Today, I got a very special email. It was from the Kevin Rudd website saying I should click a link to confirm if I wanted to be added to his mailing list.
I think what someone did is add my email address for me. I'm so grateful because now I'm on the list; and I didn't have to lie.
I feel included now!
Thank you so much to whoever did that. It means a lot to me.
In other news, I'm reading three books right now.
First: I'm reading a book my dad pushed me to borrow. We were walking in the Botanical Gardens and saw a sign teaching about a tree that was thousands of years old. My parents acted amazed about that. I had to interject and say Well, the Aborigines were around before even that!
My dad told me he had this book I should read. It explains why some cultures ended up with technology, agriculture, political systems, etc. and others did not. Immediately, I assumed this book would be the type to offend me. I asked who wrote it. I THOUGHT my dad said David Irving.
I started freaking out. David Irving? Do you know who David Irving is? I thought my poor dad had been a victim of a sneaky intellectual con.
My dad said no, it was NOT David Irving.
With relief, I said good because David Irving is a famous Holocaust denier!
Still, David Irving or not. I was very weary about this book. I kind of hoped my dad would forget about it. He didn't. About an hour after we arrived home, he rode his bike to my house with the book in his hand. (must admit I'm impressed he managed to do that. The bike riding thing is pretty new for him). He handed me the book and when I saw the author, my perspective totally changed.
The book is Guns, Germs and Steel: The Fates of Human Societies and the author is Jared Diamond. I haven't read much of Diamond--just an essay in a book edited by Peter Singer. But from the little I know of him.....he's totally on my list of awesome people.
One of the things that Diamond believes is that we (humans) are apes. We should not belong to a separate scientific classification. I totally agree with this. We are closer genetically to chimpanzees than gorillas are to chimpanzees. Yet they are both apes and we are something else. On a scientific level, that really doesn't make a whole lot of sense.
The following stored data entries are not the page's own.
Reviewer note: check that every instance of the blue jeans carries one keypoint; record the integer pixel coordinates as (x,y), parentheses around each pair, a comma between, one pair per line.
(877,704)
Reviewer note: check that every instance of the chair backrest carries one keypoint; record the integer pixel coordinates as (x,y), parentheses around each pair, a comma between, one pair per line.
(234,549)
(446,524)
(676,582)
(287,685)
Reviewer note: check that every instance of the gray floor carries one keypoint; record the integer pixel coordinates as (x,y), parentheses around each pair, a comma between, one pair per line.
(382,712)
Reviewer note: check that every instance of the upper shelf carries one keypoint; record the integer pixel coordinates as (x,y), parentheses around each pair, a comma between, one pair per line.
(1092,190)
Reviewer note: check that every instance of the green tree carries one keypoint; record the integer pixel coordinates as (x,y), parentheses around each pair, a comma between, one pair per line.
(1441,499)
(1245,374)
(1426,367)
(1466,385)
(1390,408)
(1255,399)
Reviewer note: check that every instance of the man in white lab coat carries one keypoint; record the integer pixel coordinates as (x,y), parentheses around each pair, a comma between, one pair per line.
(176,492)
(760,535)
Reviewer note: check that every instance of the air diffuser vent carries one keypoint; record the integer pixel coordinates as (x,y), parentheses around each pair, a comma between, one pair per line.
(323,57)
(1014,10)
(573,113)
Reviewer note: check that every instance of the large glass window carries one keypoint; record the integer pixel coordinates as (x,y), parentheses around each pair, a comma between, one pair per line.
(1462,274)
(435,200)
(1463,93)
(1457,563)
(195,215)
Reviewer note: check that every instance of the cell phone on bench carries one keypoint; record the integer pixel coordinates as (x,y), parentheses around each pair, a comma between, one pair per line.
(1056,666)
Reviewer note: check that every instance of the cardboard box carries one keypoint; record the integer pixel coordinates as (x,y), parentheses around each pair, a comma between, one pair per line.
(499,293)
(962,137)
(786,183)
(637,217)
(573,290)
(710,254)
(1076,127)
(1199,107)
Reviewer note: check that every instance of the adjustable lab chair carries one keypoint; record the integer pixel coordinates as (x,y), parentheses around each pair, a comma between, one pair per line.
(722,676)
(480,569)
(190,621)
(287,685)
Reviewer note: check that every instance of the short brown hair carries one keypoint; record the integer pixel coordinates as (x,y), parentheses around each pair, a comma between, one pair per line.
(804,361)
After knowing that Diamond wrote the book, I became actually excited to read it. The funny thing is...in the preface , Diamond immediately addresses the concern I had when my dad first mentioned the book. He says:
Why did history unfold differently on different continents? In case this question makes you shudder at the thought that you are about to read a racist treatise; you aren't. As you will see, the answers to this question don't involve racial differences at all.
Okay, it's not like I expected my dad to give me some kind of Rush Limbaugh thing. I have more faith in my parents than that! But I thought maybe there were would be some subtle (hard to notice) prejudice things about the book--if not racism, than maybe at least ethnocentrism.
I'm on only page 69 of the book; so far I'm pleased with what I'm reading.
I also started reading the Tony Horwitz book I bought at Powells. One for the Road. It's about his adventures hitchhiking in the outback.
I couldn't find the book this morning so I picked Tracks off my shelf. That's Robyn Davidson's book about her adventures in the outback.
I think it's sort of a good idea to read multiple books at once. I'm not keen on doing that with fiction. It might get weird But with nonfiction, I think maybe it will slow me down and let me savor things more. I think one problem I have is when I have a lot of books on my bookshelf, I rush through them because I can't wait to get to the next book. If I read three books at once, I'm less likely to do that.
Hell, maybe I should just read ALL my books at once. That might be.....
Well, it would probably be very confusing.